Confidence intervals in java, testing the random pick of an element in a list of objects


So I have this method that picks at random an object from a list of 2 objects. I would like to write a junit test (@Test) asserting based on a confidence level that somehow there's a 50% chance for each of the 2 objects to be picked.

The piece of code under test:

public MySepecialObj pickTheValue(List<MySepecialObj> objs, Random shufflingFactor) {

    // this could probably be done in a more efficient way
    // but my point is asserting on the 50% chance of the 
    // two objects inside the input list
    Collections.shuffle(objs, shufflingFactor);
    return objs.get(0);
}

In the test I would like to provide 2 mocks (firstMySepecialObjMock and secondMySepecialObjMock) as input objects of type MySepecialObj and new Random() as the input shuffling parameter, then assert that the firstMySepecialObjMock happens to be the choice 50% of the times and secondMySepecialObjMock happens to be the choice in the other 50% of the times.

Something like:

@Test
public void myTestShouldCheckTheConfidenceInterval() {

    // using Mockito here
    MySepecialObj firstMySepecialObjMock = mock(MySepecialObj.class);
    MySepecialObj secondMySepecialObjMock = mock(MySepecialObj.class);

    // using some helpers from Guava to build the input list
    List<MySepecialObj> theListOfTwoElements = Lists.newArrayList(firstMySepecialObjMock, secondMySepecialObjMock);

    // call the method (multiple times? how many?) like:
    MySepecialObj chosenValue = pickTheValue(theListOfTwoElements, new Random());

    // assert somehow on all the choices using a confidence level
    // verifying that firstMySepecialObjMock was picked ~50% of the times
    // and secondMySepecialObjMock was picked the other ~50% of the times
}

I am not sure about the statistics theory here, so maybe I should provide a different instance of Random with different parameters to its constructor?
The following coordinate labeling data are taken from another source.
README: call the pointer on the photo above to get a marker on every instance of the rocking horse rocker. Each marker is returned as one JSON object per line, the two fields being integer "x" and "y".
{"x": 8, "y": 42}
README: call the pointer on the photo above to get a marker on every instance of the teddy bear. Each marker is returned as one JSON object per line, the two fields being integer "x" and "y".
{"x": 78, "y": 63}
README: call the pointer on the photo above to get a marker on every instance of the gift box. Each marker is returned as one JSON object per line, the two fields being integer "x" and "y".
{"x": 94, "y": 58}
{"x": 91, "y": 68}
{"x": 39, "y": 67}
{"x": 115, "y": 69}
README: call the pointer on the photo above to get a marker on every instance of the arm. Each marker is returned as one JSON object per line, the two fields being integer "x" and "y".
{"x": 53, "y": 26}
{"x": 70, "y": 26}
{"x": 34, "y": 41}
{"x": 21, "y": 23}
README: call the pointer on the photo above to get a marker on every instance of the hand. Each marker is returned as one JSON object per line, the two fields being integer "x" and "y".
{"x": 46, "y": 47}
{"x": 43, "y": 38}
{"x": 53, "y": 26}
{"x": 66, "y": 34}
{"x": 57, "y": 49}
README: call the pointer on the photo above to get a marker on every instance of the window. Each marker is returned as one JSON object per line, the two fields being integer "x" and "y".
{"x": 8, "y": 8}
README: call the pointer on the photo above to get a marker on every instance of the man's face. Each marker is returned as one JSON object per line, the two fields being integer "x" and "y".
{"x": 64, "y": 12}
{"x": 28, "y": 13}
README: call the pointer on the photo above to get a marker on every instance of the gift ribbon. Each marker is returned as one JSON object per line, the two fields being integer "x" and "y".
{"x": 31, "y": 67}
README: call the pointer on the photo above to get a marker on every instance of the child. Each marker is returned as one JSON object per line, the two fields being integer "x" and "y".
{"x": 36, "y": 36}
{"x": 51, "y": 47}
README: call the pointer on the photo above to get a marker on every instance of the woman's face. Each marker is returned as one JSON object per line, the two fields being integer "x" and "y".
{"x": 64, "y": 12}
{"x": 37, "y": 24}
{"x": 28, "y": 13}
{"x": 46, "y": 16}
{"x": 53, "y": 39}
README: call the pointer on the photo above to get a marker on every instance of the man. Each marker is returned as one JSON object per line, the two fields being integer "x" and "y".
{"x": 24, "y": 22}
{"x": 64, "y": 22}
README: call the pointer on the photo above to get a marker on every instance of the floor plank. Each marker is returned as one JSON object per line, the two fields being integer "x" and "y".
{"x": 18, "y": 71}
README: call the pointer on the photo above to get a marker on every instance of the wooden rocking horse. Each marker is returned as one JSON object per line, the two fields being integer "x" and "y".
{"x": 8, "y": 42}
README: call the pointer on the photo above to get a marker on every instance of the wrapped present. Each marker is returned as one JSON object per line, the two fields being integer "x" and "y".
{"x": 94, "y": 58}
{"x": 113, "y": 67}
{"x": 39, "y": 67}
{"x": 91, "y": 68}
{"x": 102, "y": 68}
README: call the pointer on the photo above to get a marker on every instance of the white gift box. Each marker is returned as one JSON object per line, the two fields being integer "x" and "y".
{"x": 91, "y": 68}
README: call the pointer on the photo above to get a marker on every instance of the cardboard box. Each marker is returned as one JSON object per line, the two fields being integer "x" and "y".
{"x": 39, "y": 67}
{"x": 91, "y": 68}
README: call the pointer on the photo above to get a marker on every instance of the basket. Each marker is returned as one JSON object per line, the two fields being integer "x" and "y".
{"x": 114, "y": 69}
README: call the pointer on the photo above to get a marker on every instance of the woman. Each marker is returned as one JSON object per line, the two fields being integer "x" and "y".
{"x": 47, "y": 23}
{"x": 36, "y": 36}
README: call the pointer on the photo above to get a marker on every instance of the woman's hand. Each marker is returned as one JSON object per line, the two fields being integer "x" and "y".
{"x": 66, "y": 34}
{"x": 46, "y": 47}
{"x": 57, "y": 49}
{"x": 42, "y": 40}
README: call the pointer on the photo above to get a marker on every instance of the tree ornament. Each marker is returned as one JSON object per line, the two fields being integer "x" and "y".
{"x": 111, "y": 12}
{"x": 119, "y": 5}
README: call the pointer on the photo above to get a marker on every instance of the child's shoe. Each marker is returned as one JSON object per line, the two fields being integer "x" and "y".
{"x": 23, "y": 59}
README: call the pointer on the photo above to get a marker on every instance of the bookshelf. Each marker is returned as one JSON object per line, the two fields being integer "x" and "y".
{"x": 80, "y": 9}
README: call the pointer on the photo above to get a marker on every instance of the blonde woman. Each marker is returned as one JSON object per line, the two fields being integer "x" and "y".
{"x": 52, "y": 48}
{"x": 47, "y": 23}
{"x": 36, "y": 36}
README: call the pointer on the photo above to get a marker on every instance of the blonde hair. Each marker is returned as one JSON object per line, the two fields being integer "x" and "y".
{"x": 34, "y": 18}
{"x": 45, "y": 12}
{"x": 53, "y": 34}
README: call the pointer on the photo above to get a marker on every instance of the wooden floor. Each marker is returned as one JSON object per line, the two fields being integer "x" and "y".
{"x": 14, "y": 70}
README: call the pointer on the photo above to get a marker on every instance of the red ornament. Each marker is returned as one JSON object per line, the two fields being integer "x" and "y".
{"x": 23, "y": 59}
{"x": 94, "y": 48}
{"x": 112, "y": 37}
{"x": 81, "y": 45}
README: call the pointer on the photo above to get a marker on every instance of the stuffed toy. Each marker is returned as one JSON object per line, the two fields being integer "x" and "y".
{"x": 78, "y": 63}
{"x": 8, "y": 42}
I would also like to have a test where I could set the confidence level as a parameter (I guess usually is 95%, but it could be another value?).

  • What could be a pure java solution/setup of the test involving a confidence level parameter?
  • What could be an equivalent solution/setup of the test involving some helper library like the Apache Commons?

Solution

    1. First of all this is the normal way to pick random elements from a List in Java. (nextInt(objs.size() produces random integers between 0 and objs.size()).

      public MySepecialObj pickTheValue(List<MySepecialObj> objs, Random random) {
          int i = random.nextInt(objs.size());
          return objs.get(i);
      }
      
    2. You can read in Wikipedia about how many times you should perform an experiment with 2 possible outcomes for a given confidence level. E.g. for confidence level of 95% you get a confidence interval of 1.9599. You also need to provide a maximum error say 0.01. Then the number of times to perform the experiment:

      double confidenceInterval = 1.9599;
      double maxError = 0.01;
      int numberOfPicks = (int) (Math.pow(confidenceInterval, 2)/(4*Math.pow(maxError, 2)));
      

      which results in numberOfPicks = 9603. That's how many times you should call pickTheValue.

    3. This would be how I recommend you perform the experiment multiple times (Note that random is being reused):

      Random random = new Random();
      double timesFirstWasPicked = 0;
      double timesSecondWasPicked = 0;
      for (int i = 0; i < numberOfPicks; ++i) {
          MySepecialObj chosenValue = pickTheValue(theListOfTwoElements, random);
          if (chosenValue == firstMySepecialObjMock) {
              ++timesFirstWasPicked;
          } else {
              ++timesSecondWasPicked;
          }
      }
      double probabilityFirst = timesFirstWasPicked / numberOfPicks;
      double probabilitySecond = timesSecondWasPicked / numberOfPicks;
      

      Then assert that probabilityFirst, probabilitySecond are no further than maxError from 0.5

    4. I found a BinomialTest class in apache-commons-math but I don't see how it can help in your case. It can calculate the confidence level from the number of experiments. You want the reverse of that.